Good thing we already did. And good thing you don't know the half of it. And you never will.
"That goes both ways, you know." she replied, "If your dad was still alive I'd strangle him with his own intestines."
To start with.
"I'm sorry you had to go through that." Clint told her sincerely, "Did you ever have a good one?"
"Just one." Natasha said with a bittersweet smile, "Alexei got me a bike and taught me how to ride it. Melina was furious, but he completely ignored her and did it anyway. It took me a long time to figure out what he was doing back then. He was trying to make sure that I had some good memories to hold onto, because he knew how bad it was going to be when I got sent back. I felt like he betrayed me when I was, but I can't completely hate him. He was a good man, he just couldn't bring himself to disobey Dreykov."
I miss Alexei. He was kinder to me than he really had to be. Not a very high bar to clear, but still.
A memory surfaced unbidden while she was talking. It was the night before her birthday and she had eavesdropped on her 'parents' when she was supposed to be sleeping.
"You aren't doing her any favors, Alexei." Melina's voice filtered up the stairs, "You know any weakness is going to be beaten out of her when she goes back. Don't make it harder on her. You know she can't have this life, as much as you want to give it to her."

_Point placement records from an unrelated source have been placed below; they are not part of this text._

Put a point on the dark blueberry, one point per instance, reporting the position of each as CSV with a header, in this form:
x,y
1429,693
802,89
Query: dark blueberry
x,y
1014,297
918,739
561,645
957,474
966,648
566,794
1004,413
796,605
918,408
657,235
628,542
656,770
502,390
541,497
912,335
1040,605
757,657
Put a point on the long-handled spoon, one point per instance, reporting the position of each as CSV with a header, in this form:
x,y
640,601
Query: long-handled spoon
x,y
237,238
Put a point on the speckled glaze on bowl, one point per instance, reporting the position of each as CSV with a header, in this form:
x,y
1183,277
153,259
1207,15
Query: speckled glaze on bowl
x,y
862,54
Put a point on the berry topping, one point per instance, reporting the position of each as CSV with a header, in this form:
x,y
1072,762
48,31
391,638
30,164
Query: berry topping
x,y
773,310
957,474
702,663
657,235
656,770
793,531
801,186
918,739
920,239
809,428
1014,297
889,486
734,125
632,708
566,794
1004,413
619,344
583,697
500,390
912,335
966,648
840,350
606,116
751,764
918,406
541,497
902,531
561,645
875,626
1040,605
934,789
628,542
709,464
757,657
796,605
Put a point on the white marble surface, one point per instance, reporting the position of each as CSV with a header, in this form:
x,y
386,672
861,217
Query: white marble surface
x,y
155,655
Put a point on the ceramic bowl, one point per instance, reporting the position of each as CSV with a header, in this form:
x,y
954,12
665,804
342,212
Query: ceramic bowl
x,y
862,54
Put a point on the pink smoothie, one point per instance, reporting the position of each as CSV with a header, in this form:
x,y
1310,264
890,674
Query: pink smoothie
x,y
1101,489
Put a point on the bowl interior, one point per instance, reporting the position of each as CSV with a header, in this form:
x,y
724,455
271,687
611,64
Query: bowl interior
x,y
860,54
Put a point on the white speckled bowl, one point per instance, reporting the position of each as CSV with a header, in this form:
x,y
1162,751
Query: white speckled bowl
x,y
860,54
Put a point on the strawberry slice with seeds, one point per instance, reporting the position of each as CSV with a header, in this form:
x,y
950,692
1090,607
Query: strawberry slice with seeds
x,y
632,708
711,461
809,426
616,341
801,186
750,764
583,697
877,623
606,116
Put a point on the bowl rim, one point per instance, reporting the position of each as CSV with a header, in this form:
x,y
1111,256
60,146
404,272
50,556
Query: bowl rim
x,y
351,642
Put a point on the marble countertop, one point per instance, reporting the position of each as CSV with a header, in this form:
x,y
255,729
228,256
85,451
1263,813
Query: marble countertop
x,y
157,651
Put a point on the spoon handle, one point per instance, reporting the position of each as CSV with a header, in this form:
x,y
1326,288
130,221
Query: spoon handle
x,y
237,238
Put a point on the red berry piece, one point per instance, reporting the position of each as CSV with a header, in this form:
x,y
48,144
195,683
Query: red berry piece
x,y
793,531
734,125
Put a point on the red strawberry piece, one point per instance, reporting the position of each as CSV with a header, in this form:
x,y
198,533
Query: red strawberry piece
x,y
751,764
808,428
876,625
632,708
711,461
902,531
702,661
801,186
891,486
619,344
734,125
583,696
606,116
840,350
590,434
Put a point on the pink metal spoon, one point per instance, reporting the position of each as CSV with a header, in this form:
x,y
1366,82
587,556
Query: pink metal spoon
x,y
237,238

"Let her be a child while she can." Alexei rumbled in response, "Let her have a little joy before we send her back to hell. She's going to be a Widow, we have no say in that. But that doesn't mean we have to be cruel to her while she's with us. You know she doesn't deserve that. None of them do."
"No, they don't." Melina said after a long pause, "But that is the way it is."
"I feel worse for Yelena." Alexei said quietly, "Natasha knows what to expect and can steel herself for it, but Yelena has no idea what her future is going to be like. She's going to hate us when she finds out we knew and never told her. She's such a sweet little girl. I feel like a monster for sending her there. Natasha too."
"I hope they don't order me to train her." Melina said, and Natasha was shocked to hear an unexpected vulnerability in her voice, "I don't want to do that to her. But if they order it I won't have a choice. I don't want to go from kissing her booboos to beating her when she makes a mistake. That would break my heart."
"Didn't know you had one of those." Alexei retorted sarcastically.
"I never let them take it." she replied fiercely, then her voice softened, "I just buried it for a long time. But then those girls dug it up and I didn't even notice. I don't want to do this to them, but I don't have a choice. I can't disobey any more than they'll be able to. Part of me wants to take them and run, but I know that would just get us all killed. At least if they're alive they have a chance to make it out the other side in one piece."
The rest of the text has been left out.